Nope...divorced for 2 1/2 years.


----------



## bandit.45

"I asked you to dress up as a circus clown when we had sex and you wouldn't! Bwahhhhhhhhhh!"


----------



## MAJDEATH

"You acted like you were doing me a favor by marrying me" - When we met she was homeless, living in her car. Now she lives in a high-end house, get whatever she wants, and doesn't have to work

"You always though you were superior to me" - Depends on which category, but generally yes.

"He appreciates the real me" - If you mean banging a drunk, unemployed artist in her husbands house, then yes, I guess so.

"You two are so alike, you would like him as a good friend. - I guess we were alike in that we were both attracted to the same woman


----------



## MountainRunner

Hmm...My response was more like "There is something seriously wrong with my head and I need to find out what it is."


----------



## 3putt

bandit.45 said:


> "I asked you to dress up as a circus clown when we had sex and you wouldn't! Bwahhhhhhhhhh!"

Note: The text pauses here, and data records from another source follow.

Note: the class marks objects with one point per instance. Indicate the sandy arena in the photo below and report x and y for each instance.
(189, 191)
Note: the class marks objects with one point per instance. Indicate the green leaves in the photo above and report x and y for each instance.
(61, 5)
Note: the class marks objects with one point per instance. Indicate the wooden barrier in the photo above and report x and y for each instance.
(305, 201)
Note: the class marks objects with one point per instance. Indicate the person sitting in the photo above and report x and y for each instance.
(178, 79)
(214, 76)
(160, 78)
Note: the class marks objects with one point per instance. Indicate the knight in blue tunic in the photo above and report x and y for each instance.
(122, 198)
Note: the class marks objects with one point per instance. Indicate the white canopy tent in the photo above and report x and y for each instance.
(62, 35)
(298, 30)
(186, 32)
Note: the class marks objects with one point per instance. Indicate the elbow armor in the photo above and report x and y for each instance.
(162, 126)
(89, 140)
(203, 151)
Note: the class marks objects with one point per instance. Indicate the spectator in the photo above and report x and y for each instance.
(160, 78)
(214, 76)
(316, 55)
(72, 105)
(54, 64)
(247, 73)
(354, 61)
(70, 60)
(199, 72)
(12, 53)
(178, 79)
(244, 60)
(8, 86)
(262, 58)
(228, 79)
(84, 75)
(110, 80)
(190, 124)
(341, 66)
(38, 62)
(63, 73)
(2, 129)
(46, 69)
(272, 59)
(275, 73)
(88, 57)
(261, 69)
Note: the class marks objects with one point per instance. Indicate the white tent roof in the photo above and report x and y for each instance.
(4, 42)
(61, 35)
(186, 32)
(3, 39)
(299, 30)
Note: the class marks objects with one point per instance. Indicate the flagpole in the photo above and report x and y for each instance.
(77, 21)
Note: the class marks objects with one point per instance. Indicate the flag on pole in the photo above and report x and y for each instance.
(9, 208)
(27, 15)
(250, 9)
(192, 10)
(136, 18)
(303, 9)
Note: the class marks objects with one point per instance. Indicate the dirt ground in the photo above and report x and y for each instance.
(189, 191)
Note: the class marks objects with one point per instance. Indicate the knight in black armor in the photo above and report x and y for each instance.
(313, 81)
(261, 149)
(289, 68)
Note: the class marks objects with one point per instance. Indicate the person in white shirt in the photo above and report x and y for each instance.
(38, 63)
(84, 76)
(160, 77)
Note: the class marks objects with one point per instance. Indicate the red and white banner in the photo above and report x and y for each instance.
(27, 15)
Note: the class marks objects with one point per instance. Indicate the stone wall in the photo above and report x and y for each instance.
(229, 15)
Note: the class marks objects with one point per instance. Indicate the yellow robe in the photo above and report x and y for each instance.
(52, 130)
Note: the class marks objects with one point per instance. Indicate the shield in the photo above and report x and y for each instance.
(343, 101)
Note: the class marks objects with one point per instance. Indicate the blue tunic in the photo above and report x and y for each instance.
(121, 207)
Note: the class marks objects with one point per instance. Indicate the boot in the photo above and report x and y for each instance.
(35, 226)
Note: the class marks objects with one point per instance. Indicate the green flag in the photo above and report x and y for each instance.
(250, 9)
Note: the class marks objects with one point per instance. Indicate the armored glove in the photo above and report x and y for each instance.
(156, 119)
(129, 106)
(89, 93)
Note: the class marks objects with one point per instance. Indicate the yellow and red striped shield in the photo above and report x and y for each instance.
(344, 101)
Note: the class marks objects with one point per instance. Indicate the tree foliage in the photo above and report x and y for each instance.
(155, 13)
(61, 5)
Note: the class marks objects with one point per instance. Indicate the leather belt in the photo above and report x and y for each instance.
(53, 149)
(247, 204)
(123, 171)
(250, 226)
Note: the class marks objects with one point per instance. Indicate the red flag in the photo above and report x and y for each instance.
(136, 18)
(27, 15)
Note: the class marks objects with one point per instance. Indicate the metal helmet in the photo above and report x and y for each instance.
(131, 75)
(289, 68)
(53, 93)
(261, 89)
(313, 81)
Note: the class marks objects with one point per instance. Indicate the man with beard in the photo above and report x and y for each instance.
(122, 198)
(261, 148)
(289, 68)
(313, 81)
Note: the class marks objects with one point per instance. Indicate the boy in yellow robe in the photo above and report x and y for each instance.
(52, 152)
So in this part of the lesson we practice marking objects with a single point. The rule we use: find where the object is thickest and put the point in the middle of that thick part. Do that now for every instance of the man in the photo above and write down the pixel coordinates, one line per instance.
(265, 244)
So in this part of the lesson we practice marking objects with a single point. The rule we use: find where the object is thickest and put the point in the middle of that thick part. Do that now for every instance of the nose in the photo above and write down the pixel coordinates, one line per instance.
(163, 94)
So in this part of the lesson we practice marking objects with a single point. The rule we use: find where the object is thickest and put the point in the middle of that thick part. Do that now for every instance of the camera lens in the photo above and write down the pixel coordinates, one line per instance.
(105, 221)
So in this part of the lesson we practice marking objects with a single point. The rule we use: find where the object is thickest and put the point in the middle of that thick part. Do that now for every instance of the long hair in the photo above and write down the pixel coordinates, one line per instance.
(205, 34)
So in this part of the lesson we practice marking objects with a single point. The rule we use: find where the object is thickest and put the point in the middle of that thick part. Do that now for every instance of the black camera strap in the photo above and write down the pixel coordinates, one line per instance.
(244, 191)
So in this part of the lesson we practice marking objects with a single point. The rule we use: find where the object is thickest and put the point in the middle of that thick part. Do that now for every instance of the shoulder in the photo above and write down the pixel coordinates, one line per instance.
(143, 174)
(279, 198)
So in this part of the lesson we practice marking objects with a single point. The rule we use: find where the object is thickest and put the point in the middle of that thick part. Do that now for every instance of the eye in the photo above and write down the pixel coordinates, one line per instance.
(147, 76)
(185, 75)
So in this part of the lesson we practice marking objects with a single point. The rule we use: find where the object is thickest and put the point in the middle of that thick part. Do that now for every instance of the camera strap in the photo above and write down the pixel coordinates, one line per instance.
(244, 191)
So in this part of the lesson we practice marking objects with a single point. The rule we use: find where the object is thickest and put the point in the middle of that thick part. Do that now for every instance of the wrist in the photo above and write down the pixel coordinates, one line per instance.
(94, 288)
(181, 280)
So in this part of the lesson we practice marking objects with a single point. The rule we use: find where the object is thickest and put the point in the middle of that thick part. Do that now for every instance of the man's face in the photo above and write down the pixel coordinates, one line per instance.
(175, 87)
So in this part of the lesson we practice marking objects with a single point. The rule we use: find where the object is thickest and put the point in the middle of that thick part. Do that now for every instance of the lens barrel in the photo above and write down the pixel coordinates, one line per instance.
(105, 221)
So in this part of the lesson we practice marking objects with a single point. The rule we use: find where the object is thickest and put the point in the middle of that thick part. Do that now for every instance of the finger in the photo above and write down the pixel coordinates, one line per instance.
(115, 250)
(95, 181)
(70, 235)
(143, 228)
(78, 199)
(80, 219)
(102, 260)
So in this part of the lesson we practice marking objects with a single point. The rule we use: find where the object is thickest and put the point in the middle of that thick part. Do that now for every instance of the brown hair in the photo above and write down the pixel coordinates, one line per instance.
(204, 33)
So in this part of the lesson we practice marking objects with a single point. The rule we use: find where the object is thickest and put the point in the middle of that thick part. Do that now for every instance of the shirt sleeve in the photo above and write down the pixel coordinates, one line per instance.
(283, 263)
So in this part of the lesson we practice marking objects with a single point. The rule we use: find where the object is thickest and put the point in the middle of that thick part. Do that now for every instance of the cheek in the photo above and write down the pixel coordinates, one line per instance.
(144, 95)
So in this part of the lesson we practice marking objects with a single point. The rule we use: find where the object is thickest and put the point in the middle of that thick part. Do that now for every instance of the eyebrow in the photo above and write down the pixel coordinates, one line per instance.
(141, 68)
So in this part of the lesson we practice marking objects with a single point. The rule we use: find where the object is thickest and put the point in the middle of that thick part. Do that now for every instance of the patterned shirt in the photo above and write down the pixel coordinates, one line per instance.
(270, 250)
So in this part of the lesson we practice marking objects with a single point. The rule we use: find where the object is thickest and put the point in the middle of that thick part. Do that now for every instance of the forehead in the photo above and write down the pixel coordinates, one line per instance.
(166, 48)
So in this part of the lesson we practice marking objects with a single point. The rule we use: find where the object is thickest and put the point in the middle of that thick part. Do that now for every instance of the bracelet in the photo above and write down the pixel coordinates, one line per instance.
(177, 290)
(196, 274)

Somehow it always comes back around to the clowns.


----------



## bandit.45

3putt said:


> Somehow it always comes back around to the clowns.


And midgets....


----------



## MattMatt

bandit.45 said:


> "I asked you to dress up as a circus clown when we had sex and you wouldn't! Bwahhhhhhhhhh!"


Whatever you do Bandit, *do not* search Bing for 'Clown Porn'!  :wtf: :rofl:


----------



## Goodwoman

"Other people have done worse and the BS stayed."

"I didn't actual sleep with any of them."

After finding a text where he was thinking about her in a meeting and wanted her to send a pic..."That didn't mean anything. You are the only one I want. I didn't sleep with her."

"You never wanted me." Really?! I put up with this bull for years.

Oh, and now that it is over, "It takes two. You have to open up." Or, "I'm done trying." Sorry, no more chances. You didn't try the other 5 times, so why do I owe you anything now.


----------



## Threeblessings

What if you weren't told why? The H told the girl he cheated with that he was leaving me or wasn't married. That's the problem. Couples have issues and instead of sorting it out together it becomes too much for one and they seek solace somewhere else. I would rather he left me first and then screwed around with the slag (can't even call her a lady)!.

Edited to add - when confronted about sleeping with her he said they did not. They did everything else but this! 2 years later I found out they slept together. Apparently he was protecting me from hurting more???? I always said the truth always comes out! It blew the whole thing out of the water again. I was concerned about STD's and went for a check up. I didn't catch anything BUT the part that broke me was 'we used condoms'!!!!


----------



## honcho

bandit.45 said:


> And midgets....


We had an event once at work and had midget wrestlers. I never saw the owners wife so happy spending time with them......hmmmm


----------



## Granny7

Forgive me if these are on here. I just found this great site and wanted to add some.

"I never stopped loving you while I was with her."

"I never thought that I was being dis-respectful to you by having an affair with her."

"When I took her to the same hotel, I didn't think about us going there for our anniversary."

"I never put my tongue in her mouth, that was to personal."

"I only touched the very top of her breast since we were not going to have sex and I didn't want to look like less of a man by not doing anything to her."

"He always bought her a birthday card and lunch for her birthday for 3 yrs., yet she never did anything for his, where was his pride?"

"He can't remember who suggested the weekends, her or him?

That's all I can remember for right now.

Granny7


----------



## bandit.45

honcho said:


> We had an event once at work and had midget wrestlers. I never saw the owners wife so happy spending time with them......hmmmm


Never underestimate the sex appeal of a little person...


----------



## MAJDEATH

"The whole time we were apart, I was always sad and depressed and just hoping you would come back and make things right. " - of course the sadness and depression did not affect her choice to have multiple relationships, some lasting years!